A new exhibition Zimmerli Museum invites visitors to delve into one of the hallmarks of unofficial Soviet art from the height of the Cold War. Dialogues – Ilya Kabakov and Viktor Pivovarov: Stories About Ourselves, focuses on the two artists’ work created in the format of the album: an innovative genre of visual art popularized in the 1970s by conceptual artists in Moscow. Drawn from the museum’s Norton and Nancy Dodge Collection of Nonconformist Art from the Soviet Union, the exhibition provides a rare opportunity to view several albums in their entirety. With loose pages of delicately colored images, often complemented by handwritten texts, an album is simultaneously a drawing and a novel, an installation and a performance. They serve as an inspirational model for audience engagement, telling stories that are at once specific and universal.
The public is invited to a free exhibition reception on Saturday, December 14. Additional programming will be announced. Details are available on the Zimmerli’s website.

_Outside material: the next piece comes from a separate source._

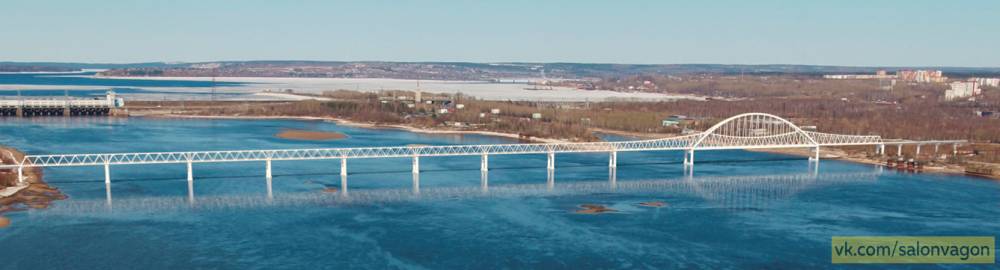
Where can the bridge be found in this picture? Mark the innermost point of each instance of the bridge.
(744, 131)
(736, 192)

“Although this exhibition primarily looks at works that Kabakov and Pivovarov created in the 1970s,” noted guest curator Ksenia Nouril, who organized Stories About Ourselves with Zimmerli curators Julia Tulovsky and Jane A. Sharp, “the passage of time allows us to assess how this period influenced their practices over the ensuing four decades. Both Kabakov and Pivovarov have stopped making albums, but these works remain the foundation for their respective contemporary practices. Their albums also are significant in the broader legacy of the era, speaking not only to artistic expression in a certain place and time, but also to the circulation of that production globally at the height of the Cold War.”

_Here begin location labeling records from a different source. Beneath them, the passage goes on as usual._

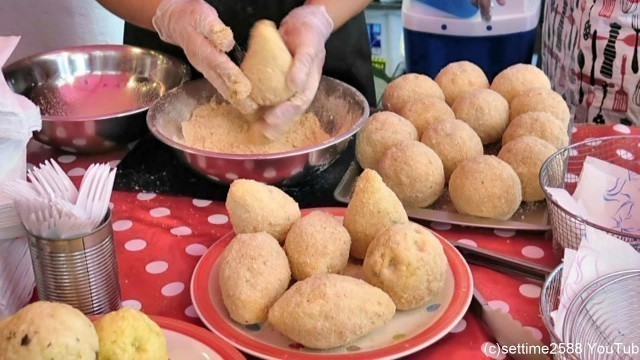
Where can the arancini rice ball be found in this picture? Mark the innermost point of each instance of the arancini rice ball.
(526, 155)
(254, 273)
(316, 244)
(414, 172)
(383, 130)
(372, 208)
(128, 334)
(330, 310)
(454, 141)
(539, 124)
(46, 330)
(486, 111)
(407, 262)
(485, 186)
(458, 78)
(424, 112)
(255, 207)
(517, 79)
(544, 100)
(409, 87)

Still active today, both Ilya Kabakov (b. 1933) and Viktor Pivovarov (b. 1937) were integral to the movement known as Moscow Conceptualism, which subversively flourished in the city from the 1960s to the 1990s. Artists worked in “unofficial” circles parallel to those of the artists who practiced in the state-sanction style of Socialist realism. However, the 1970s was a particularly difficult decade, marked by social, economic, and political stagnation.

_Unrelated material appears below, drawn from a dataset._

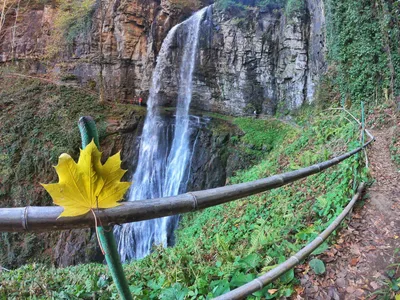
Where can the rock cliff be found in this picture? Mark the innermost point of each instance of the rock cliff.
(260, 60)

Kabakov and Pivovarov each produced dozens of albums, addressing the triumphs and tribulations of their everyday lives in the Soviet Union at the time. Whereas official artists had established networks of support, those choosing to produce art in unofficial capacities had to be creative with their resources, finding outlets around social, political, and economic limitations. Both artists shared their albums in the semiprivate spaces of their homes and studios with friends – artists, writers, and intellectuals. Among such friends was the collector Norton Dodge, who visited their studios and purchased albums, bringing them back to the United States and eventually exhibiting them for global audiences.